Where does this leave us? I think it leaves us with some critical tools and tasks. We perhaps need not to shy away from the complexity of the systems we discuss – the ideas and words we use can do work for us, ‘algorithm’ for example freights some meaning, but we perhaps need to be careful we don’t obscure as much as we reveal. We perhaps need to use more, not fewer, metaphors. We definitely need more studies that get at the specificity of particular forms, processes and work of automation/automated systems. All of us, journalists and academics alike, need to perhaps use our words more carefully, or use more words to get at the issues.

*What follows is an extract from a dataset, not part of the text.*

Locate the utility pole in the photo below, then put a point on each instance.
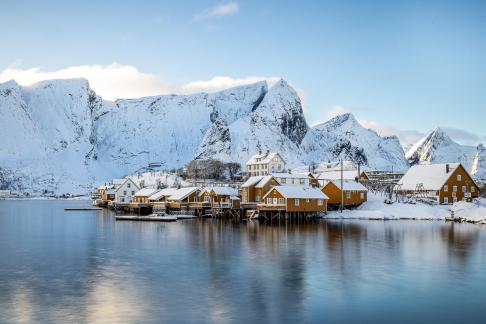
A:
(342, 188)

Simply hailing the ‘rise of the robots’ is not enough. I think this reproduces an imagination of automation that is troubling and ought to be questioned (what I’ve called an ‘automative imaginary’ elsewhere, but maybe that’s too prosaic). For people like me in geography-land to retreat into ‘high’ theory and to only discuss abstract ontological/ metaphysical attributes of technology seems to me to be problematic and is a retreat from that part of the ‘life of the mind’ we claim to advance. I’m not arguing we need not retreat from theory we simply need to find a balance. A crucial issue for social science researchers of ‘algorithms’ and so on is that this sort of work is probably not the work of a lone wolf scholar, I increasingly suspect that it needs multi-disciplinary teams. It also needs to, at least in part, produce publicly accessible work (in all senses of ‘accessible’). In this sense work like the report on ‘Media manipulation and disinformation online‘ by Data & Society seems like necessary (but by no means the only) sorts of contribution. Prefixing your discipline with ‘digital’ and reproducing the same old theory but applied to ‘digital’ things won’t, I think, cut it.